The boss is Shuichi Ishibashi, 66, and his office is in a very nice building in downtown Tokyo not far from Ginza. The company’s mission is “Serving Society with Superior Quality”.

Mimili Anangu School is one of the world’s smallest and most remote schools. It teaches 60 Anangu kids of all ages and has a staff of 10. The boss is Erin McQuade and her office is in Mimili on an unsealed road about 1300km from Adelaide. The school’s mission is “Stand Strong and Proud”. Not surprisingly, staff find working at Mimili challenging and overwhelmingly rewarding.

One of those staff is 22-year-old Caitlin Young, who decided to give up the airconditioned comforts of teaching middle class students in Adelaide for the overwhelmingly rewarding job of teaching in a school where the induction includes a working with children experiencing trauma course, under­standing Anangu culture and a four-wheel drive course.

Given the nearest big night out is 645km north to Alice Springs or another 1496km to Darwin, the 4WD course is a must, as is Caitlin’s Mitsubishi Pajero. In March, she took the Pajero into the Bridgestone Service Centre on the Stuart Highway for a new tyre. She paid $350 for one of Bridgestone’s legendary 4WD tyres, the Desert Dueller. Equally at home off and on the road, it makes sure your light commercial or recreational vehicle is never far from adventure.

Well, Bridgestone was right about the adventure. A week ago the Desert Dueller (DD) blew out on her way to Darwin. If you’ve driven up there you know a blowout at speed can rapidly become a fatal adventure. She pulled into Beaurepaires in Winnelli (a suburb of Darwin) who looked at the DD and said this is a tyre with experience. In fact, Shuichi Ishibashi and the team (‘Serving Society with Superior Quality”) had made the DD in the 42nd week of 2009. (I’ve seen the photo and if that’s the tyre, that’s when it was made.)
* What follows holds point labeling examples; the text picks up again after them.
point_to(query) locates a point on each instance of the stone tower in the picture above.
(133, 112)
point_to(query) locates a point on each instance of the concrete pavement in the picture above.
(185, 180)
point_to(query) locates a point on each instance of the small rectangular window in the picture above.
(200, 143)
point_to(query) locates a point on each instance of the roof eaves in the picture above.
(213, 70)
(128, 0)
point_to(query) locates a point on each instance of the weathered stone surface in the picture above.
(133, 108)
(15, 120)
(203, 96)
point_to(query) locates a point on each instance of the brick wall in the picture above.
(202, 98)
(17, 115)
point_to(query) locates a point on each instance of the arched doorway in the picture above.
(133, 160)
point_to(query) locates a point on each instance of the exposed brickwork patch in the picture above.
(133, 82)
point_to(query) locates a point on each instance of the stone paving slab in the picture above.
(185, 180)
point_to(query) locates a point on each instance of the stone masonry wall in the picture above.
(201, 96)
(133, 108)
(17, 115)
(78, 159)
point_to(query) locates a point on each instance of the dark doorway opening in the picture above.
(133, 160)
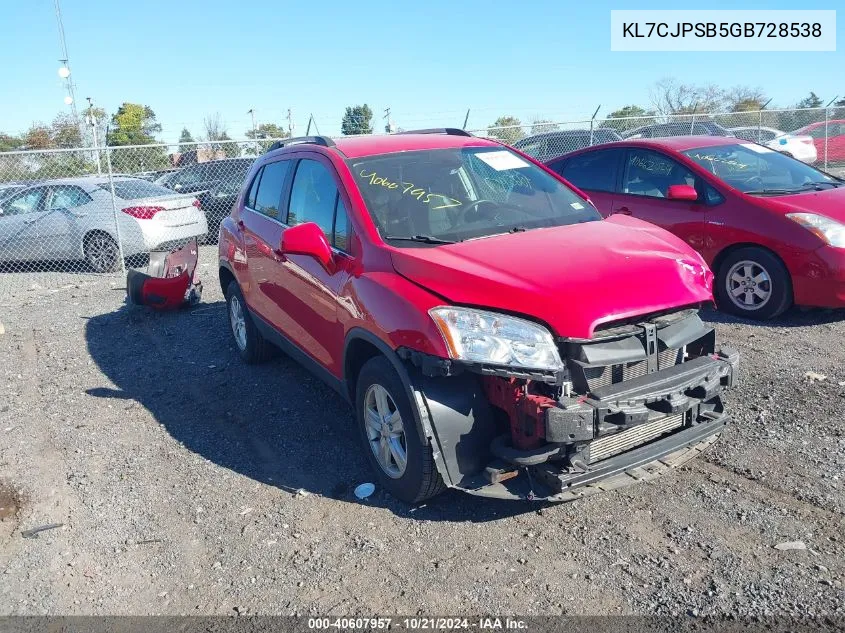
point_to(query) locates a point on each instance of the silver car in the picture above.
(74, 219)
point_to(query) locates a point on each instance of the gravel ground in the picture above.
(188, 483)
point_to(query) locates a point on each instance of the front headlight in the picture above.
(498, 339)
(827, 229)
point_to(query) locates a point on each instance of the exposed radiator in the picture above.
(605, 447)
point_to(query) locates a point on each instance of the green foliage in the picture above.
(133, 124)
(540, 126)
(269, 131)
(185, 137)
(810, 101)
(65, 132)
(510, 132)
(628, 118)
(136, 124)
(357, 120)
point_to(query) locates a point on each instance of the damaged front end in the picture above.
(632, 401)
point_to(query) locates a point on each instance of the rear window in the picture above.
(133, 189)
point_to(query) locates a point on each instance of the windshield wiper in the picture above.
(817, 183)
(425, 239)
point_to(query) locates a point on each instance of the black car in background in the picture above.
(205, 176)
(217, 203)
(678, 128)
(550, 145)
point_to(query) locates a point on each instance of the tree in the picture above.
(269, 131)
(65, 132)
(668, 96)
(133, 124)
(810, 101)
(136, 124)
(628, 118)
(357, 120)
(38, 136)
(540, 126)
(185, 137)
(745, 99)
(507, 129)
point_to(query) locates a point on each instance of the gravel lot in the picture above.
(175, 471)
It’s hard to kick up a real fuss from Mimili, so Mum in Adelaide has been on the job. You know what’s coming don’t you? Bridgestone’s South Australian rep fobbed her off to Shuichi’s Territory rep, George Kulyn, who Mum tells me suggested it is not illegal to sell nine-year-old tyres and this is an acceptable practice. While the family has the bank statement as proof of purchase, strangely enough the good burghers in Alice didn’t give a receipt and when requested one could not be found at the store. On Wednesday, Bridgestone texted to say the store manager would be getting back to them in the next week or two.

I emailed Bridgestone PR ­people in Adelaide asking if they could help young Caitlin out.
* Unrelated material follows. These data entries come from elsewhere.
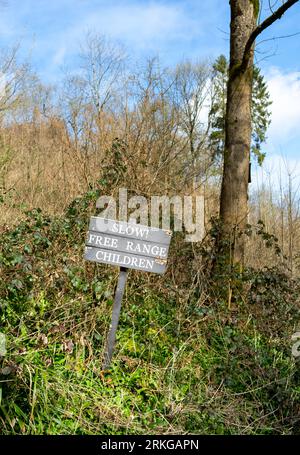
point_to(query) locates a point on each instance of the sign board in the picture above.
(128, 245)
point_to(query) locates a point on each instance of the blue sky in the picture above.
(50, 33)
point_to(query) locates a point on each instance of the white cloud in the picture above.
(276, 172)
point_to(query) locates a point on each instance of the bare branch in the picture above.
(263, 26)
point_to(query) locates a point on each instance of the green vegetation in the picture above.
(187, 359)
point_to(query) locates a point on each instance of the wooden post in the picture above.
(111, 338)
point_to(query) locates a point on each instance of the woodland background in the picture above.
(196, 353)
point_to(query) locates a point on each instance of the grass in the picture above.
(184, 363)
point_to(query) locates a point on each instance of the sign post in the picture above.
(111, 338)
(129, 246)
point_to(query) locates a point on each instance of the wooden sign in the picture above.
(129, 246)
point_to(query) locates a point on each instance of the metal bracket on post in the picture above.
(111, 338)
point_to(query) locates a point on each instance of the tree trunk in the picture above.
(234, 192)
Mr Bridgestone PR replied: “Now that we have looked into this case, we would like to provide the following clarity. We still do not have all the answers yet, but we believe it is unusual that a store would have fitted a tyre of this age – especially given that this is one of our fastest-moving tyre sizes. Potentially, this could have been a spare tyre of the same brand given it seems that all tyres were removed. In the event that findings show that the licenced location has fitted an aged tyre, we will reimburse the customer for their expenses, as this would be against our policy.” Well, Shuichi would be proud.

When you’re turning over $40bn a year, $340 is not a lot of money. It’s the price of a bottle of 2016 Château Takeda Chardonnay at L’effervescence, the best French restaurant in Tokyo. But it’s a lot to a young Australian woman doing something great for our Aboriginal people. Anyway, there’s a happy ending. The old bloke and I had a whip round at the Kensi last night and we’re sending Caitlin’s mum $340 in loose change and a gift pack of Cooper’s DIY Off the Beaten Track Session XPA, which makes 24 litres of pale gold or enough for two nights at Mick’s workshop at Stepney.

There’s two guaranteed ways to make your car worth twice what you paid for it. One: say Steve McQueen owned, drove or looked at it. Two: say it was in a James Bond movie. Our friends at US insurance firm Hagerty say “just an association with the spy franchise is enough to make car values soar”.

“Our valuation analysts compared the values of real Bond cars which were used during the production of the famous films to the prices of standard examples of the same model and found that a starring role in a James Bond movie added on average over 1000 per cent to the value of a car.”

The biggest value boost is the 1977 Lotus Esprit S1 known as “Wet Nellie” that starred in the 1977 movie The Spy Who Loved Me. RM Sotheby sold it for $1.4m, “a huge 4908 per cent mark-up over the standard Hagerty Price Guide value of the model at the time. Lost after filming, it was rediscovered in a New York storage container in 1989, having been sold for $100 in a blind auction to the next lucky owners.”

RM Sotheby billed The Thunderball/Goldfinger 1956 Aston Martin DB5 as “the most famous car in the world”. It sold just for $9m, a mark-up of 759 per cent over a standard DB5. A similar DB5 used as a stunt car in Golden Eye was sold by Bonhams for only $3.5m, just over three times the value of a standard. Bond’s ordinary 1974 AMC Hornet that did the corkscrew Astro Spiral jump in The Man with the Golden Gun sold by RM for $110,000 – 1600 per cent over the value of a standard.